A Data Collection, Analysis, and Visualization Project Proposal
This project is proposed by Robert Nicholson, owner of the ED Treatment Information Center website (EDtreatment.info).
The goal of this project is to analyze Twitter “tweets” to understand attitudes towards Erectile Dysfunction (ED).
The project is currently loosely defined – as described below. I am currently looking for students who would be interested in undertaking this project during the summer of 2022. The student(s) will be encouraged to suggest directions for research and analysis.
The project will analyze tweets relating to erectile dysfunction, as well as several other medical conditions that may affect older people, to develop an understanding of how attitudes and emotional response differ based on the condition.

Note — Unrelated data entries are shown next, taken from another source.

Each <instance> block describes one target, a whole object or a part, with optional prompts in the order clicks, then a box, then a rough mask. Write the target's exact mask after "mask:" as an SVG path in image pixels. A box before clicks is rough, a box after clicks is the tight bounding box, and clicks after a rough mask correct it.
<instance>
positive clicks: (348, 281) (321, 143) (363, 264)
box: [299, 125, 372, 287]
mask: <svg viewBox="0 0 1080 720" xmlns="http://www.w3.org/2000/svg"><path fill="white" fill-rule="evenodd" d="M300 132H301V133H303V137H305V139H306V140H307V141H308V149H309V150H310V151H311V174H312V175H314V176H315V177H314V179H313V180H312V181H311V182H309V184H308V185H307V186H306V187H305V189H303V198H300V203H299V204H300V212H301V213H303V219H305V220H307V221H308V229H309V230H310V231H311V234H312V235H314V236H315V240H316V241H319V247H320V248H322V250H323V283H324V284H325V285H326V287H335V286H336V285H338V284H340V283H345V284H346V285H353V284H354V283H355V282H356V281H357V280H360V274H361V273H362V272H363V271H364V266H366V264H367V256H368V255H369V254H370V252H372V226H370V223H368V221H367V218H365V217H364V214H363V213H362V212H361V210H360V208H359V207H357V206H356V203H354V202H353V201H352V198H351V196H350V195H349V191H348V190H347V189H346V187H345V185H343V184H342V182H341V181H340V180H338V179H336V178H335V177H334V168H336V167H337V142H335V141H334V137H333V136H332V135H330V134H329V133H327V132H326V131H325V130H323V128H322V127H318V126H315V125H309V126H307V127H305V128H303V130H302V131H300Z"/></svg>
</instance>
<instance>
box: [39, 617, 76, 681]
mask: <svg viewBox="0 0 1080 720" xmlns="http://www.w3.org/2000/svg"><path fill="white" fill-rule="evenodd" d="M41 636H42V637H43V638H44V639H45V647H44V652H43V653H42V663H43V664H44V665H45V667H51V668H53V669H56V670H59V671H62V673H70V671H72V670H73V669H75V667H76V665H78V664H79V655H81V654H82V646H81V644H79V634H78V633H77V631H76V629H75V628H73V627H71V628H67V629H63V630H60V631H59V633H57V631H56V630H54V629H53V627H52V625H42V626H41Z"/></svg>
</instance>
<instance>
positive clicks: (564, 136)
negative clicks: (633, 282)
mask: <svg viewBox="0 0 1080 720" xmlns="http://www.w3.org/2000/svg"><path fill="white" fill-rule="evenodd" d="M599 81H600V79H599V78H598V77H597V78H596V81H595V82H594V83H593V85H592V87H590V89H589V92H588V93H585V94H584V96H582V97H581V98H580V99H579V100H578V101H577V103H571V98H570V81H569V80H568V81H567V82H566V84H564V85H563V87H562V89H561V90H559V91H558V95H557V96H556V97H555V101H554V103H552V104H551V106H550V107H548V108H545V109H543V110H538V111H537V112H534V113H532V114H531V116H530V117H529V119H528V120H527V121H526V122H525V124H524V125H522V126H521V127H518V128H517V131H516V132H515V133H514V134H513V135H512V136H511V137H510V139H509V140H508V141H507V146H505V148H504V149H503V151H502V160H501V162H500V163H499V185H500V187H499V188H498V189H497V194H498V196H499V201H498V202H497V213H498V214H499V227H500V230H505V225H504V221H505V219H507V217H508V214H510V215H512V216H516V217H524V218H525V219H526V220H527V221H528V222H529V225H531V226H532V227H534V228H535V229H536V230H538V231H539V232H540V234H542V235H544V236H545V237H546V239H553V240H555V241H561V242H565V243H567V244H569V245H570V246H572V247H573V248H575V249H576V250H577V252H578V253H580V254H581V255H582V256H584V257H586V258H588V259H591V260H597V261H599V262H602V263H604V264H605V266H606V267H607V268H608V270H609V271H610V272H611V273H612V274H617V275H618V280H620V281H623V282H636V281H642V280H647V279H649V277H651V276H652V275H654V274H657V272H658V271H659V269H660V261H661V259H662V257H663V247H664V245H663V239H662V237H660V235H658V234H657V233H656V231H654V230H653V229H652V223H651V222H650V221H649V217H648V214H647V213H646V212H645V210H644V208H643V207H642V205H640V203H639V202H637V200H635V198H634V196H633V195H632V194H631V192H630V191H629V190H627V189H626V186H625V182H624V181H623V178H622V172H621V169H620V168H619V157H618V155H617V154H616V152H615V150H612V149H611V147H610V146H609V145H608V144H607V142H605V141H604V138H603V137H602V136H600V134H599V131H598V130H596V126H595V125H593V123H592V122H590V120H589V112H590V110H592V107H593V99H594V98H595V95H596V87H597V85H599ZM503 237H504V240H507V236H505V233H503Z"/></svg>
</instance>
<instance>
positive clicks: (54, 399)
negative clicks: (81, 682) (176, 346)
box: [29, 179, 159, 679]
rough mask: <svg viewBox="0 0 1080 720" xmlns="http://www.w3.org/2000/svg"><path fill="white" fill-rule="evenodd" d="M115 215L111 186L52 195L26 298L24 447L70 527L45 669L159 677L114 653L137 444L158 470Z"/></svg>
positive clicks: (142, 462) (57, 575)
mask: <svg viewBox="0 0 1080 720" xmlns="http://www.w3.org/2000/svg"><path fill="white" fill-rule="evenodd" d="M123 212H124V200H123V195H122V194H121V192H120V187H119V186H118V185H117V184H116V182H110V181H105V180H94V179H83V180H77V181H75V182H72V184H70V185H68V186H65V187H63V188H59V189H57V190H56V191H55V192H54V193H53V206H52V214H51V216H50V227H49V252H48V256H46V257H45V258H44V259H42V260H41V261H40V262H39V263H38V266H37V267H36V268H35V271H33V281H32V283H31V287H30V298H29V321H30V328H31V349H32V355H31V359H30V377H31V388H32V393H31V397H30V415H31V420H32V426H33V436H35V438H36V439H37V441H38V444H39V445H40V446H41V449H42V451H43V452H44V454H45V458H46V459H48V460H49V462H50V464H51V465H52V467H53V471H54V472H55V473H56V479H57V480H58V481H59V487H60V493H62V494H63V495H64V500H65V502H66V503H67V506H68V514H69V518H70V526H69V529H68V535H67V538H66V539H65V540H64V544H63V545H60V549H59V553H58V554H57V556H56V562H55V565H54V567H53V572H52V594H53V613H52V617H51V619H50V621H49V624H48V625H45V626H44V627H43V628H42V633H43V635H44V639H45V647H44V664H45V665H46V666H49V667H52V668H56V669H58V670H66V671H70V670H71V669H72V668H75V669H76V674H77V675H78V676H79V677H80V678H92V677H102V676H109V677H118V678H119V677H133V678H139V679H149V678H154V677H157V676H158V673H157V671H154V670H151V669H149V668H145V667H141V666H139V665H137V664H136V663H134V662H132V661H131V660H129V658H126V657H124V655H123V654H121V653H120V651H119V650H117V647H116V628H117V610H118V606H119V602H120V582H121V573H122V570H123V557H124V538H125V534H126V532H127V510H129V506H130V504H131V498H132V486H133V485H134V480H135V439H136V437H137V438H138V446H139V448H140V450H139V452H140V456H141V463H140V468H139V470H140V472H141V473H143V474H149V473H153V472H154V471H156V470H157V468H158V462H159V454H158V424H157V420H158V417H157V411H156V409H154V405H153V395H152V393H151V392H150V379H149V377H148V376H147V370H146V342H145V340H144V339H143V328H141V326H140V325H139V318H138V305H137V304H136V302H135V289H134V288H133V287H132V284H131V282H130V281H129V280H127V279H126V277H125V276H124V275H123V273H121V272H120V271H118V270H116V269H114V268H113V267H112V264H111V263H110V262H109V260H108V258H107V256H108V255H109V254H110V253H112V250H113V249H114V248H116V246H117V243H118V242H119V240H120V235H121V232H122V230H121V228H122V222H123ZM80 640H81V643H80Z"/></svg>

The conditions to be included are:
- Erectile Dysfunction
- Chronic Obstructive Pulmonary Disease: COPD
- Colon Cancer
- Heart Disease
The study should be based on English-language tweets collected, using the Twitter API, over a period of at least 4 weeks, and should include a minimum of 5,000 tweets for each condition included in the study.
See the following tutorial:
Data will be collected for six different medical conditions, including Erectile Dysfunction.
The project team should manually inspect portions of the resulting dataset to ensure that it meets selection criteria, and consider “cleaning” of the data to delete extraneous results and to eliminate duplicates and retweets.
Results to Be Determined
Using Python code and libraries for natural language processing, the tweets will be examined to determine, for each condition:
- The total number of tweets, before and after cleaning.
- The proportion of tweets that refer to – or ask about – treatments or cures.
- The proportion of tweets that refer to a spouse, partner, husband/wife, boyfriend/girlfriend, significant other, etc. (In other words, we are trying to understand if people are talking about their own condition, or trying to find help for a partner.)
- The proportion of tweets that are questions.
- The proportion of tweets that express emotions. Optionally, this could be expanded into a full sentiment analysis.
- The proportion of tweets that refer to websites. (This is useful to understand how many people are relying on the web site health care information.)
- The most common websites mentioned.
- The most common keyword clusters (of 3 or more words).
- Demographic data (age, gender, marital status, etc.) – if this data is accessible through the Twitter API.
Additional results may also be considered and presented. Often, something “jumps out” in the course of analyzing the data.
Is the medical condition predictive of any of the metrics from the analysis of tweets? (E.g., sentiment.)
Are the tweet metrics clustered? Are they predictive of the medical condition?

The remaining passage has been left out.